The place has a strong or special association with a person, or group of persons, of importance of cultural or natural history of New South Wales's history.

Escort Rock contributes to the State significance of the Ben Hall Sites as the first major crime Ben Hall participated in. Hall went on to have a bushranging career that lasted until 1865.

Escort Rock is associated with the bushranger Frank Gardiner, who lead the robbery. Halls association with Gardiner played an important role in Hall becoming the notorious bushranger he was to destined become.

The place is important in demonstrating aesthetic characteristics and/or a high degree of creative or technical achievement in New South Wales.

Aesthetically Escort Rock is of local significance as an impressive landmark on the road from Eugowra to Orange.

The place has strong or special association with a particular community or cultural group in New South Wales for social, cultural or spiritual reasons.

Escort Rock contributes to the State significance of the Ben Hall Sites as a site recognised by the public to be associated with Ben Hall. Hall is one of the best known bushrangers who operated in New South Wales and forms a significant element to the construction of Australian identity.

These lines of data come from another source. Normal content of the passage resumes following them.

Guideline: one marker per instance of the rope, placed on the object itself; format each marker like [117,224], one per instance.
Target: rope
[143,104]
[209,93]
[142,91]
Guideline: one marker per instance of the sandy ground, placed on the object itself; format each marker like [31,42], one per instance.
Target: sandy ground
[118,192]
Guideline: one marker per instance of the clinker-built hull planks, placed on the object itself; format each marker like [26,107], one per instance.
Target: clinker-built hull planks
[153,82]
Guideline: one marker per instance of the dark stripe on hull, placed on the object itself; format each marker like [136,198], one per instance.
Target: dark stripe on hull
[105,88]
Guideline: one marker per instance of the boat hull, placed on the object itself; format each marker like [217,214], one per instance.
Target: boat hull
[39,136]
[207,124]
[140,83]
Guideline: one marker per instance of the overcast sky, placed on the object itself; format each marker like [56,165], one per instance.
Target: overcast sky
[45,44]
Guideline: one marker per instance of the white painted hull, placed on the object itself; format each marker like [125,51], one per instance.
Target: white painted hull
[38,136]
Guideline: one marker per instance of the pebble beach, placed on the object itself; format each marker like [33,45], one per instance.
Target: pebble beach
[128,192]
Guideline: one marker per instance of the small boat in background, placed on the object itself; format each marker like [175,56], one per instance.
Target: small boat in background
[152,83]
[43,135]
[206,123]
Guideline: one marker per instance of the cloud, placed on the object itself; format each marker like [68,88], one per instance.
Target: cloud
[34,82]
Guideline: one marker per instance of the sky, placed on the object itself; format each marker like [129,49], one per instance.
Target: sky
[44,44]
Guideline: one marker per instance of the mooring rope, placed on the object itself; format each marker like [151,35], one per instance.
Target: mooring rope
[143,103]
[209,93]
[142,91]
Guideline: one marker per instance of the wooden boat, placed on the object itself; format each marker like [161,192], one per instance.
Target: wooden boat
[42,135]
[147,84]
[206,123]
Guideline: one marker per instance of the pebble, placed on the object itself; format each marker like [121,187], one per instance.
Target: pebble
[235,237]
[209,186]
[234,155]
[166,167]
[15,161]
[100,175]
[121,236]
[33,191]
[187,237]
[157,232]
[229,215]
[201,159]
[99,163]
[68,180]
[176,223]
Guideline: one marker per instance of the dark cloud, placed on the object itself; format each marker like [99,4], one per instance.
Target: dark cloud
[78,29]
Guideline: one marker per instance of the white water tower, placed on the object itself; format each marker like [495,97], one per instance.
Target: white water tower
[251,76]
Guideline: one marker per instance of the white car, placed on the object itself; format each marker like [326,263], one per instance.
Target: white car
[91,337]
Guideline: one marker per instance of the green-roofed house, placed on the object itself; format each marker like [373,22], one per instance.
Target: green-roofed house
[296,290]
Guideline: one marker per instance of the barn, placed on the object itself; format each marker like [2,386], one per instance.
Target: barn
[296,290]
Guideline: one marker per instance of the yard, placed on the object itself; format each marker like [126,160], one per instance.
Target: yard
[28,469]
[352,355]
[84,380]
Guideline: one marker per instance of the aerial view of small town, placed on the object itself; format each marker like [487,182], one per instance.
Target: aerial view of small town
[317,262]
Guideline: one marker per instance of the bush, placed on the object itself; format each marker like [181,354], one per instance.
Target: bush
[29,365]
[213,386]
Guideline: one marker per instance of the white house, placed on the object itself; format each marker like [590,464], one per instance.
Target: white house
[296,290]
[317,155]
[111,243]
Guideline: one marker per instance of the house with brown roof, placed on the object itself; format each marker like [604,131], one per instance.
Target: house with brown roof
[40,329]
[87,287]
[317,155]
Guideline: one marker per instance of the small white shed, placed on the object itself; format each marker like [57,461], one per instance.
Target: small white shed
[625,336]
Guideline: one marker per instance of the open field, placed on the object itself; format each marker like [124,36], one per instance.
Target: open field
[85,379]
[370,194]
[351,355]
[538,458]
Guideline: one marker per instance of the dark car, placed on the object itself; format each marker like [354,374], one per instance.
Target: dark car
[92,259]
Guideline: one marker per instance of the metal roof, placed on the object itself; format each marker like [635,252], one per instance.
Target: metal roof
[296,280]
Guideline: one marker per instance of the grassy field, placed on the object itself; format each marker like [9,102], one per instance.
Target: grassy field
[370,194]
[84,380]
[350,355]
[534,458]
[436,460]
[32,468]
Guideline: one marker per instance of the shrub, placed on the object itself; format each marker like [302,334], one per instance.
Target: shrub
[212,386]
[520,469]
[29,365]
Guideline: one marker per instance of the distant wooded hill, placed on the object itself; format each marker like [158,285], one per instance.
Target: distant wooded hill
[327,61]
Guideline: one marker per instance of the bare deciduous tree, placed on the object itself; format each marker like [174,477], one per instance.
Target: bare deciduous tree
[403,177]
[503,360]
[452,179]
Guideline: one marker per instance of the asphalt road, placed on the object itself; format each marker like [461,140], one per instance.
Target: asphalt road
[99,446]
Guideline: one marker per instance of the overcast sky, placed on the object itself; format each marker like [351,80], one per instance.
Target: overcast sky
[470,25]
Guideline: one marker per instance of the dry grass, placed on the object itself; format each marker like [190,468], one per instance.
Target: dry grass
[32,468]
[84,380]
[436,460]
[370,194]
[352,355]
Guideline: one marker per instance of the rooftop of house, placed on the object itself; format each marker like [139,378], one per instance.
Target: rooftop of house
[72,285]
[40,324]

The Escort Rock site is well marked and is a popular tourist destination.

The place has potential to yield information that will contribute to an understanding of the cultural or natural history of New South Wales.

The original old coach road is partially visible and archaeological research would reveal more about its original route.

The place possesses uncommon, rare or endangered aspects of the cultural or natural history of New South Wales.

Escort Rock is unusual as an easily recognisable and well documented place where a road side hold up by bushrangers took place.

The place is important in demonstrating the principal characteristics of a class of cultural or natural places/environments in New South Wales.

Escort Rock is of State significance as being representative of the type of places used by bushrangers to hold up coaches and travellers. Escort rock is an example of the type of place Ben Hall and his gang used for road side hold ups and which helped define these criminal activities as "bushranging" due to the men appearing out of the bush on horse back and then escapinging into the bush with the proceeds of the robbery.
Escort Rock is an identifiable location of a highway robbery. The majority of robberies took place at locations without relocatable landmarks.